まじめな顔で飯田が渡してきた書類には、ゴシック体でそうタイトルが書かれ、いら○と屋の無料イラストが絶妙にセンスのない位置に配置されていた。クリスマスモチーフなのは、ツリーでなんとか分かるし、時期的にも分かる。だがトナカイではなくこれは鹿だ。
文責:インゲニウムとあるから飯田のお手製だろう。端的に言うとダサいし、有体に言うとダサい。


「具体的に何すりゃいいの?」

「サンタだ」

「え、なんて?」

「サンタだ」


まじめな飯田のそのメガネを叩き割りたくなったのは言うまでもない。



***



雄英高校卒業後、同期のヒーローたちが次々と独立していくなか、応利はいつまでも飯田の事務所に居座り続けていた。圧力と応力を操るという汎用性の高い個性もあって、世間ではいつ独立するのかと期待されていたし、飯田の事務所にやってくるインターン生なども応利の事務所に入りたいと言ってくるし、何なら飯田にすら「独立しないのか」と言われる。
だが、応利は事務所を持って働くスタッフたちの生活に責任を持つことを避けたい気持ちだし、飯田の事務所は居心地が良いのでこの場にいる。

とりわけ最近は同期で独立した爆豪、轟、緑谷から逃れる上でこの事務所に在籍していることが功を奏している。

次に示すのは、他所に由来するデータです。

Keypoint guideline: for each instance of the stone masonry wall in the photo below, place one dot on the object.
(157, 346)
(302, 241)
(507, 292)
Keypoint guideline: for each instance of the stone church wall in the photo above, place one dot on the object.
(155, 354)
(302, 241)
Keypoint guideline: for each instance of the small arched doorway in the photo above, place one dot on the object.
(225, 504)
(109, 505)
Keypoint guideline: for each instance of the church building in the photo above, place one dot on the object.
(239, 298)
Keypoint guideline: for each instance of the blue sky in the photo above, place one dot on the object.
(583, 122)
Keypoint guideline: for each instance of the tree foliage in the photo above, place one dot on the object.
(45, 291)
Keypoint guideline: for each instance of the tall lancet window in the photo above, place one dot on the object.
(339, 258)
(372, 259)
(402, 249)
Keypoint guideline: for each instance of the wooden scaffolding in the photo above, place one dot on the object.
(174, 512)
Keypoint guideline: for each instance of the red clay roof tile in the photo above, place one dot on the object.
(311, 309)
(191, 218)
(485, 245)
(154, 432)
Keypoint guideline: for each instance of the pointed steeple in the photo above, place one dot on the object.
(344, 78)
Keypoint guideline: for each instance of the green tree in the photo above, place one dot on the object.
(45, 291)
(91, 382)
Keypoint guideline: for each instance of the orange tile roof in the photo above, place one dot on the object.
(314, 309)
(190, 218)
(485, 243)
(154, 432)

この3人は、ある日爆豪の二股疑惑会見において、全国生放送で応利への気持ちを暴露して世間を騒がせた。それ以来、ことあるごとに応利を自身の事務所に引き入れようとしてくるし、交際を求めてくるのだ。
世間はトップヒーローたちの騒ぎを面白おかしく取り上げ、むしろ功績を上げて応利を引き入れようとする3人の働きで目に見えて犯罪発生率が下がっていると好意的だ。

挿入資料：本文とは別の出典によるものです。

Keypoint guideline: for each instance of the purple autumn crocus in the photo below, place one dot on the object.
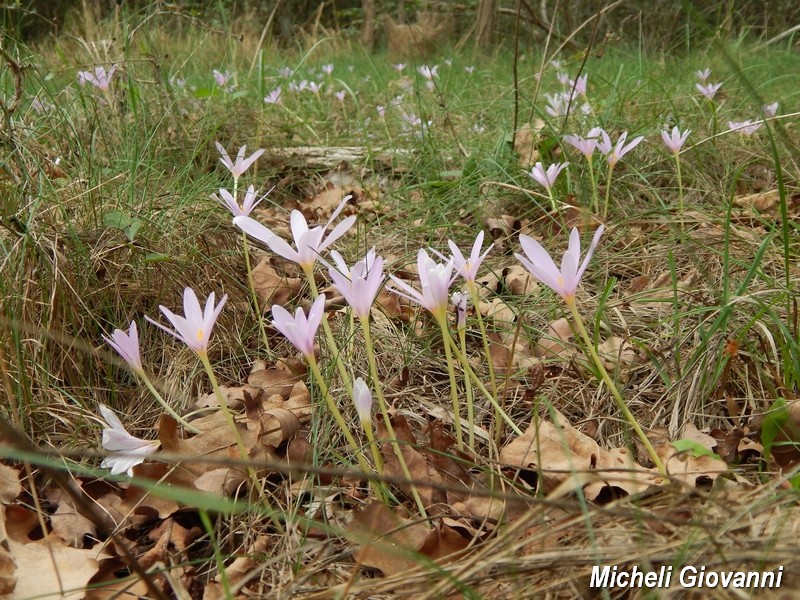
(127, 450)
(300, 329)
(359, 285)
(193, 329)
(563, 281)
(310, 243)
(100, 78)
(127, 346)
(675, 140)
(250, 201)
(241, 164)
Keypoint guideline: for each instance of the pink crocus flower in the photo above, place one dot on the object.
(585, 146)
(250, 201)
(100, 78)
(299, 329)
(193, 329)
(222, 78)
(708, 90)
(274, 97)
(770, 110)
(310, 243)
(546, 178)
(468, 268)
(747, 127)
(676, 139)
(563, 281)
(703, 75)
(127, 346)
(435, 279)
(428, 72)
(241, 164)
(360, 285)
(621, 149)
(362, 398)
(459, 300)
(128, 451)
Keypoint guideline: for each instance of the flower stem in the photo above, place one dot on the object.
(479, 384)
(442, 320)
(462, 338)
(251, 285)
(373, 368)
(337, 416)
(473, 293)
(680, 191)
(613, 388)
(188, 426)
(608, 189)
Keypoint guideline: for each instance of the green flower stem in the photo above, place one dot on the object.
(337, 416)
(334, 348)
(251, 285)
(479, 384)
(188, 426)
(373, 369)
(473, 294)
(680, 190)
(223, 405)
(462, 338)
(441, 318)
(594, 185)
(608, 189)
(613, 388)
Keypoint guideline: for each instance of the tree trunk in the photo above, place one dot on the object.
(484, 32)
(368, 30)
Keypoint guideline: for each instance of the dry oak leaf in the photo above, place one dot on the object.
(273, 288)
(10, 486)
(388, 542)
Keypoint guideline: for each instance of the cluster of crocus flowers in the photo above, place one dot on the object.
(100, 79)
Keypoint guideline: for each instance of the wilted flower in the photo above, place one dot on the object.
(238, 167)
(310, 243)
(435, 279)
(676, 139)
(620, 149)
(547, 178)
(708, 90)
(468, 268)
(128, 450)
(563, 281)
(127, 346)
(274, 97)
(250, 201)
(360, 285)
(745, 127)
(300, 330)
(194, 329)
(99, 79)
(362, 398)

そうして外堀を埋められても、応利にはインゲニウム事務所の筆頭相棒という肩書がある。これがある限り、応利の貞操は安泰なのである。

そんな事情もあって、応利としても色々な意味で世話になっている飯田の頼みはあまり無下にはできない。渡された企画書も、サンタをやれというとんでもないものだったが、飯田が真面目だからこそ話を聞いてやろうという気になった。


「…イメージアップでサンタってのは分かる。でもなんで俺?自慢じゃないけど俺の人気ランキングなんか高いし、そもそも飯田がやらなきゃ事務所のイメージアップになんなくね?」


応利は相棒ながら、その働きは独立事務所1つ分を優に超えるため、なぜか人気ランキングなどで取り上げられて上位に来る。気圧を操る攻撃を主体とすることもあって、低気圧による不調を改善する医薬部外品のCMシリーズをやっていたりもする。
「君の副交感神経を守りたい」という謎のキャッチフレーズでおなじみだ。世の中どうかしてると思う応利である。


「確かに、君はもともと人気だし俺がやるのが良いだろう。でも、俺はこのコスチュームのイメージが強い、サンタの格好には向かないし、したところで子供たちには気づかれない可能性も高い」

「あー…それは一理ある」


飯田のコスチュームは騎士のようなごついもので、サンタの服は着られないし、フルフェイスのヘルメットをしていることもあって顔を出しても気づかれない可能性も高い。


「俺の事務所は誠実さと真面目さが売りだが、それが強すぎて堅苦しい印象があるらしい。それを軟化させることが目的だから、こういうイベントを企画したという実績だけで十分なんだ」

「なるほどね」


そういうことなら、飯田の事務所のトップ相棒として知られる応利が行っても差し支えないだろう。対象となる子供たちのことも踏まえれば、応利が行うのはベストの選択肢だと分かる。